WKU students clean up campus for Kick Butts Day
Students at Western Kentucky University worked to give their peers an up-close look at some of the problems caused by tobacco around campus.
Kick Butts Day is a nationally recognized initiative to raise awareness on the effects of tobacco.
Kentucky Public Health Association students used it as a Cigarette Butt Clean Up Day to also help kick start an initiative to make campus tobacco-free.
Students looking to volunteer were given gloves and a baggie to go to work.
Besides the typical cigarettes, Juuls and e-cigarettes were also a part of what drove the national campaign.

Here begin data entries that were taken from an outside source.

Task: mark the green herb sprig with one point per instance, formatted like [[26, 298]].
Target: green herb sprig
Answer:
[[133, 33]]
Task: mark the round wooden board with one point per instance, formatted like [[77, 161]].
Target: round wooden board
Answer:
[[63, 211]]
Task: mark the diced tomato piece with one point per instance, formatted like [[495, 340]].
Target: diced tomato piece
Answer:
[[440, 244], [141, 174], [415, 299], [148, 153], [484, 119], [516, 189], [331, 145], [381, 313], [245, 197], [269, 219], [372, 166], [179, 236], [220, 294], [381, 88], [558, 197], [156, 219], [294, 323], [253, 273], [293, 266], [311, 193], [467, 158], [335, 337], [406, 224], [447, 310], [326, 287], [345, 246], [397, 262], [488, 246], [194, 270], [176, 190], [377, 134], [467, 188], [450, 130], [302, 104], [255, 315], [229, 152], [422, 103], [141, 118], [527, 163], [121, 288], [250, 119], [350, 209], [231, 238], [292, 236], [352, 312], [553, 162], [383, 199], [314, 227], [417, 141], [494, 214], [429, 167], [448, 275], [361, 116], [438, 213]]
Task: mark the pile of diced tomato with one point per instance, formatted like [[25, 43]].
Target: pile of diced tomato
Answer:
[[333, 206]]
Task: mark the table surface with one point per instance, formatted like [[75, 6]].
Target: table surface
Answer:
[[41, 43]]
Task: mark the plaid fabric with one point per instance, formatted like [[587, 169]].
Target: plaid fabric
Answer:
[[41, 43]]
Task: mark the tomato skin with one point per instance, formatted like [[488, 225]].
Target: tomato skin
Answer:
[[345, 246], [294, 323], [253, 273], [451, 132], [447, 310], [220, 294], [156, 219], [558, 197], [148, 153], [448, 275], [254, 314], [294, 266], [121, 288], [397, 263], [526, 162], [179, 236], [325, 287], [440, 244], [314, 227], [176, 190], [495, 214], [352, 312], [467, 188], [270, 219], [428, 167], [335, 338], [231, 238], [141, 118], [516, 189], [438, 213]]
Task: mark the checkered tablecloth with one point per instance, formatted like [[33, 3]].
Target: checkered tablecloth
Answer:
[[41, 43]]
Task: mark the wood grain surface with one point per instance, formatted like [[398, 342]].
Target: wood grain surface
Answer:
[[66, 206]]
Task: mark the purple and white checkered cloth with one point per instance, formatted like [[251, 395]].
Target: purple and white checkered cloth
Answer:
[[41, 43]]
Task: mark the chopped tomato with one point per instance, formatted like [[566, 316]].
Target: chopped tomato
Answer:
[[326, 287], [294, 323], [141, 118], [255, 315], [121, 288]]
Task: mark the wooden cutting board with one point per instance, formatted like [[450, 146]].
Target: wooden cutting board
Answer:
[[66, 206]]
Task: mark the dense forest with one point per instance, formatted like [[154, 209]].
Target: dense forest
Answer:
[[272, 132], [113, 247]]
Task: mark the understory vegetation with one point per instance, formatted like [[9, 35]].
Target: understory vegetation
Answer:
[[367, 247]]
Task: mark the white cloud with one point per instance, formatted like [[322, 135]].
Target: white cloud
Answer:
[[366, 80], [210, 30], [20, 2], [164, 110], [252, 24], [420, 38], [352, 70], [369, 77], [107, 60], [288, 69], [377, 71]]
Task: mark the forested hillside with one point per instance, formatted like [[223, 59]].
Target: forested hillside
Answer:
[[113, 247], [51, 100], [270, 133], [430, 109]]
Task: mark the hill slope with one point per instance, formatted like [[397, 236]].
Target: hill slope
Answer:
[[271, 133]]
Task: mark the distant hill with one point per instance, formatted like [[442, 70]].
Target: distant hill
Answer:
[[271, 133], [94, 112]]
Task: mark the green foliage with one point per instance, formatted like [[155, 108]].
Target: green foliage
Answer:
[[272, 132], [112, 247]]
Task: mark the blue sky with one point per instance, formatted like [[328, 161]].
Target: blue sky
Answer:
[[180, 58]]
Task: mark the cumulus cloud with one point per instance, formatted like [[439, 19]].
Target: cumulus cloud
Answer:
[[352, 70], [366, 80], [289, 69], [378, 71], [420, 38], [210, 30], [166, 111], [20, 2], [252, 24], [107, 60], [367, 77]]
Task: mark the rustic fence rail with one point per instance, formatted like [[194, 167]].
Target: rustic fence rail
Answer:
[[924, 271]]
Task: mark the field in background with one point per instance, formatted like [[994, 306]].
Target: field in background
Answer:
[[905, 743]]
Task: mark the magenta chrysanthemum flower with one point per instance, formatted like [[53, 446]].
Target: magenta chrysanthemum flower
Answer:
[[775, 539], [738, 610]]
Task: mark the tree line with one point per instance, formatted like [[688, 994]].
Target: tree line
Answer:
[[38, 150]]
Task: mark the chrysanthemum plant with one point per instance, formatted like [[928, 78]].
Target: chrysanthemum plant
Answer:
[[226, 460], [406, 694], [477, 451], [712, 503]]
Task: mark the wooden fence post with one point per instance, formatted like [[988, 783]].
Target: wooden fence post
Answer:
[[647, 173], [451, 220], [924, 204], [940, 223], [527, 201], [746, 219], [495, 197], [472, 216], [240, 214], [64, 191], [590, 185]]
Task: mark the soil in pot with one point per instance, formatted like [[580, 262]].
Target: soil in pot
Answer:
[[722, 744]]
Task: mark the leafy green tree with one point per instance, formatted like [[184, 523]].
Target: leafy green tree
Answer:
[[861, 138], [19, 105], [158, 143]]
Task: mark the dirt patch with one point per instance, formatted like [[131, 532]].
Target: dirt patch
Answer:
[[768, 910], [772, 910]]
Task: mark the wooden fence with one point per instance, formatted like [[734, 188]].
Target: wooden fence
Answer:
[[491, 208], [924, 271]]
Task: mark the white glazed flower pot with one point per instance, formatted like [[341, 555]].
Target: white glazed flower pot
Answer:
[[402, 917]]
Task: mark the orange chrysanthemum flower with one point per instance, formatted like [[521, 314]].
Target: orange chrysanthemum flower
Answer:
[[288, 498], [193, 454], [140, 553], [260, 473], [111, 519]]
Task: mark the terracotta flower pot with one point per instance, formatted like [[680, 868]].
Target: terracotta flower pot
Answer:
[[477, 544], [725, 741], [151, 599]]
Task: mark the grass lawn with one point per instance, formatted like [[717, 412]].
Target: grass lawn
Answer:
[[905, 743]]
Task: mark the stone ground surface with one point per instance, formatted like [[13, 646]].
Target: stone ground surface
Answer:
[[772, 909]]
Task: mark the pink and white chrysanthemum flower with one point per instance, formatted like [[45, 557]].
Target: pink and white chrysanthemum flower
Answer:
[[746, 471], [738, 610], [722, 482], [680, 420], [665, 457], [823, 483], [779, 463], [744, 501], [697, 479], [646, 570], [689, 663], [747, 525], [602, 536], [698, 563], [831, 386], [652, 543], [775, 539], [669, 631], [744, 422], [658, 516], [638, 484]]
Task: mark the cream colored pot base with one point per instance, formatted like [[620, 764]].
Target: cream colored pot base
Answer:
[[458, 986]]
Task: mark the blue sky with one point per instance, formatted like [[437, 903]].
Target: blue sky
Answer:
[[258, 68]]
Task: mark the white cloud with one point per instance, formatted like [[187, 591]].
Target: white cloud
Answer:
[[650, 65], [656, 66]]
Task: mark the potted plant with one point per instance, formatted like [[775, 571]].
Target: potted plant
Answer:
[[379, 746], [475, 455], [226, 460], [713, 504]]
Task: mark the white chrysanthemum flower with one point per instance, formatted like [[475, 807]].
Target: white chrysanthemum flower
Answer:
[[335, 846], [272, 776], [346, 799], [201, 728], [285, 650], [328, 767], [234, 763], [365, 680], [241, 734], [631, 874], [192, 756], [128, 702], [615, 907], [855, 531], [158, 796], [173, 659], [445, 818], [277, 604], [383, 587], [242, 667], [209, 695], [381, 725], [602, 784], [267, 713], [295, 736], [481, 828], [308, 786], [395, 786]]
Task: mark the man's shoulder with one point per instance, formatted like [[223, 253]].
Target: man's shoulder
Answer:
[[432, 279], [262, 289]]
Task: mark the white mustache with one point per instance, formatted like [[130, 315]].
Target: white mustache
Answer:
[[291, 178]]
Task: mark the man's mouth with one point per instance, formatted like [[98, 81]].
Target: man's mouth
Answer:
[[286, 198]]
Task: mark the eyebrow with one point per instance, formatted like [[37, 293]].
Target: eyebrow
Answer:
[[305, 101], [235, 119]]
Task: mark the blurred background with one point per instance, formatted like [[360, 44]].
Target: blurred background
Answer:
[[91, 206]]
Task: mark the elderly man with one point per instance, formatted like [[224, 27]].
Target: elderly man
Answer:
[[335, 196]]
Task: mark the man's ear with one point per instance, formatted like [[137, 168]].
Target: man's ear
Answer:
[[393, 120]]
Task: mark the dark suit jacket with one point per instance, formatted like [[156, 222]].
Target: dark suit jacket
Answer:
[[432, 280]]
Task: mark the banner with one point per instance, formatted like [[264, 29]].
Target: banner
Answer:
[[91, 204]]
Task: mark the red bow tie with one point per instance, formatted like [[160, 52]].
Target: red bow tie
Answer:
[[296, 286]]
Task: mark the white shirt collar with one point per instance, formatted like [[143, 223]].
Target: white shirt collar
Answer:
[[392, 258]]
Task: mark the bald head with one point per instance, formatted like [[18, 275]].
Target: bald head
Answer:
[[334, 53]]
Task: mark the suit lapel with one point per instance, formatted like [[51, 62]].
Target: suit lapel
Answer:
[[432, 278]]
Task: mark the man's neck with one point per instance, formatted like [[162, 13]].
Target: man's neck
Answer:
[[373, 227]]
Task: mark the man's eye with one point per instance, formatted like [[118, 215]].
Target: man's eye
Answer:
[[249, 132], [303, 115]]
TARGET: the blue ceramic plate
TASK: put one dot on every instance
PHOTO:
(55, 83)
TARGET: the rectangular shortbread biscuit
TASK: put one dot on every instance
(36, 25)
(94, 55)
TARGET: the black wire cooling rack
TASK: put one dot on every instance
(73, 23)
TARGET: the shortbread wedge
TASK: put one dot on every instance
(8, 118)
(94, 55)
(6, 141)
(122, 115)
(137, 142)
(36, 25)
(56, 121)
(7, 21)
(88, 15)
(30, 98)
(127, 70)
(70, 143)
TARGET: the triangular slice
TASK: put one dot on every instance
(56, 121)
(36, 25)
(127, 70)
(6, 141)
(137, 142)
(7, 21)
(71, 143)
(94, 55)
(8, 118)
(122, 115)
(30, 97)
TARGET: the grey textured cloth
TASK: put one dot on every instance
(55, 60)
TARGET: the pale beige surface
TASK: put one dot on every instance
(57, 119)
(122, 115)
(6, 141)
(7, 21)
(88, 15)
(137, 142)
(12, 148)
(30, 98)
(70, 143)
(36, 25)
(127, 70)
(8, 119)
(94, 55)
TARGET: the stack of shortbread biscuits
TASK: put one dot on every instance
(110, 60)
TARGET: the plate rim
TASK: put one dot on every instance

"The e-cigarette and the Juul were actually intended for current smokers to use, and so what we're seeing is a lot of high-schoolers and a lot of youth and college-aged students that weren't current former smokers are starting to use e-cigarettes and Juuls," said Mackenzie Pennington, coordinator for the event. "So it's kind of just creating this whole new problem."
"It's especially concerning that a lot of youth nowadays are becoming addicted to tobacco," she said.
About two hours in, the coordinator estimated 300 to 400 cigarette butts being collected and dropped into a see-through-glass collection tank. One student commented on her surprise that a lot of the cigarette butts she found were directly near a trash can.
Pennington said they were also looking to show how a cleaner campus is a healthier campus.
"The message that we're trying to convey from this event is that tobacco in any way, shape or form is harmful, even in the smallest dosage amounts," Pennington said.
Students were given free t-shirts after they volunteered. The clean-up went on from 10 a.m. to 4 p.m.
Currently, WKU has multiple zones around campus to accommodate smokers. Pennington is a part of a grassroots effort, comprised of adults and students part of the campus community, that is looking to make WKU tobacco-free.